The outbreak has also resulted in travel restrictions to and from China, which would affect the tourism-related industries and businesspeople in Indonesia. More than 40,000 hotel bookings in Indonesia’s top tourism destination of Bali had been canceled.
Adding to downside risks, Jahja continued, were capital market “scandals” that had led to insurance companies failing to pay out customers and to the closure or suspension of mutual fund products.
“Moreover, there have been many problems in the capital market, mutual funds, insurance. We need to prepare for the impact on our customers,” Jahja said.
The Attorney General’s Office (AGO) has ordered the suspension of 800 securities accounts related to Jiwasraya as part of its ongoing investigation into alleged corruption at the ailing insurer that resulted in its failure to repay policyholders to the tune of Rp 16 trillion (US$ 1.17 billion) as of January.
Several mutual fund products also defaulted on payouts, with some asset managers, including Nareda Aset Manajemen and Minna Padi Aset Manajemen, being prohibited from selling products.
For BCA, these capital market problems could pose a risk to the consumer bank’s business, but the lender remains optimistic that, as it lowers loan growth projection, bad debt would remain steady at a nonperforming loans (NPL) ratio of 1.3 percent, which would be similar to last year’s achievement.
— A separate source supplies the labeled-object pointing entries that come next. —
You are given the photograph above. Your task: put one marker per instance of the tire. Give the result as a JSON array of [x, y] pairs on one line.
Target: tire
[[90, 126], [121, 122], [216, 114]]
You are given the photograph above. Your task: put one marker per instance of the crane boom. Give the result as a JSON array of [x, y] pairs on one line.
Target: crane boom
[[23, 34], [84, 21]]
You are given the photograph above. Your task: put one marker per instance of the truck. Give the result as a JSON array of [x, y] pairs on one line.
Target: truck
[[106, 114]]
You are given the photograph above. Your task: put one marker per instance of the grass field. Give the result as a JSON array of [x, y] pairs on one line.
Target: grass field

“We will keep a close eye on new credit to not turn into bad credit,” Jahja said.
BCA director Rudy Santoso also said the company would try to restructure loans it considered at risk and write off some of its bad loans to keep the ratio at a healthy level.
Commercial banks around the country are struggling with rising bad loans as a global and domestic economic slowdown created an unfavorable business climate.
Against that backdrop, publicly listed BCA recorded outstanding loan growth of 9.5 percent to Rp 603.74 trillion (US$43.7 billion) in 2019, supported by double-digit growth from the corporate segment and the commercial and small and medium enterprises (SMEs) segment. That compares with 6.08 percent growth in overall commercial banking last year.
BCA booked Rp 28.5 trillion in profit last year, up 10.5 percent from 2018, as its operating income grew by 13.6 percent to Rp 71.62 trillion.